How Christian Leaders Can Disagree Without Being Disagreeable
I’m on a blogging sabbatical working on my upcoming book. This is a guest post by Chris Lautsbaugh who lives in South Africa. He serves with Youth With a Mission (YWAM), teaching and training missionaries and church leaders. Together with his wife Lindsey, they lead and steward training programs and ministries in and Cape Town and throughout Africa. Chris blogs at www.NoSuperHeroes.com on grace, leadership, and missions and has published a book, Death of the Modern Superhero:How Grace Breaks our Rules. You can follow him on Twitter or Facebook.
“The issue is not whether I agree with someone but rather how I treat someone with whom I profoundly disagree. We Christians are called to use the “weapons of grace”, which means treating even our opponents with love and respect.” – Philip Yancey, “Vanishing Grace”
Philip Yancey, in his new book, Vanishing Grace: What Ever Happened to the Good News?, shares a Barna survey regarding the way Christians are viewed. In 1996, 85 percent of Americans who had no religious commitment viewed Christianity favorably. This number has dipped in recent years to a mere 16 percent in 2009.
Yancy offers this question to the church, and even more to us as leaders:
“As one who has drunk deeply of grace, I want to offer it to a world adrift. How can we communicate truly good news to a culture running away from it?”
He also offers this thought:
“Nowadays the principle of tolerance rules above all others, and any religion that claims a corner on the truth is suspect. Combine that with Christians’ reputation for judging other behavior, and no wonder opposition heats up.”
Far too often Christians, especially leaders , are accused of being critical, judgmental, and intolerant.
Somehow in our zeal to stand for truth, our morality, and potentially even our political viewpoints we run over the very people we hope to be reaching.
“We must stand for truth and not compromise”, we argue.
Does love and acceptance put us on a slippery slope?
We must, if we are going to change the perception of Christians, do it one person at a time.
Here are some thoughts which might serve to guide us.
Can we disagree without judging? We’ve gotten to the point where any form of disagreement is labeled judgment and hate. Even amongst friends, we can be accused of judging if we do not share a common viewpoint.
Why is it so hard to say, “I love you but I do not agree with such and such?” We must find greater ways to bridge this gap in love.
Jesus himself walked in grace AND truth, in fact he was the embodiment of them both! (John 1:17 )
When must confront in love, not to be right.
1 Timothy 1:5 tells us, “The aim of our charge is love that issues from a pure heart, a good conscience, and a sincere faith.”

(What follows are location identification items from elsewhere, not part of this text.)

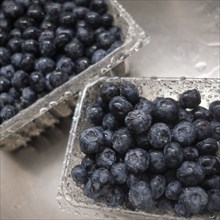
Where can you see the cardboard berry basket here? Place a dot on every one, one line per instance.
(71, 197)
(47, 111)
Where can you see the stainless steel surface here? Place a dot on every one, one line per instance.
(184, 42)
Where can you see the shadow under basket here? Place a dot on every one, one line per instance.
(47, 111)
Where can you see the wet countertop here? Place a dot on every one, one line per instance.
(185, 41)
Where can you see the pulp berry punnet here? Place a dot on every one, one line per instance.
(148, 154)
(45, 43)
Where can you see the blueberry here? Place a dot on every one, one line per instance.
(28, 62)
(4, 56)
(208, 164)
(158, 184)
(98, 55)
(185, 115)
(67, 19)
(215, 129)
(119, 173)
(190, 154)
(110, 122)
(208, 146)
(93, 19)
(36, 12)
(85, 36)
(119, 107)
(28, 97)
(45, 65)
(79, 174)
(138, 122)
(173, 154)
(166, 110)
(159, 135)
(214, 108)
(61, 40)
(16, 60)
(203, 129)
(145, 105)
(142, 141)
(7, 112)
(81, 64)
(173, 190)
(37, 82)
(190, 173)
(91, 141)
(58, 78)
(193, 200)
(106, 158)
(80, 12)
(104, 40)
(201, 112)
(140, 196)
(108, 137)
(137, 160)
(46, 35)
(100, 6)
(14, 45)
(47, 48)
(213, 200)
(157, 161)
(7, 71)
(20, 79)
(74, 49)
(122, 140)
(211, 182)
(114, 196)
(184, 133)
(32, 33)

Paul was never against confrontation, he just wanted it done in a proper way.
The goal of our disagreement must always be growth and restoration.
Paul in 1 Corinthian 5 took a very strong stand with a man (in the church by the way), involved in immorality.
Many believe this very man reappears in 2 Corinthians 2:5-8. This man who had been removed from the church was restored back to it.
We often are good at the act of removing or the confrontation, but not so good at doing it for restoration sake.
I don’t think anyone would have accused Paul or Jesus of compromising their morals or being wishy-washy in their faith. They were the source of all the above principles.
Of course we will disagree with a growing number of people in an increasingly post-Christian culture.
But the question is, “How will we do it?”
I pray we could do it with the “weapons of grace” Yancey speaks of.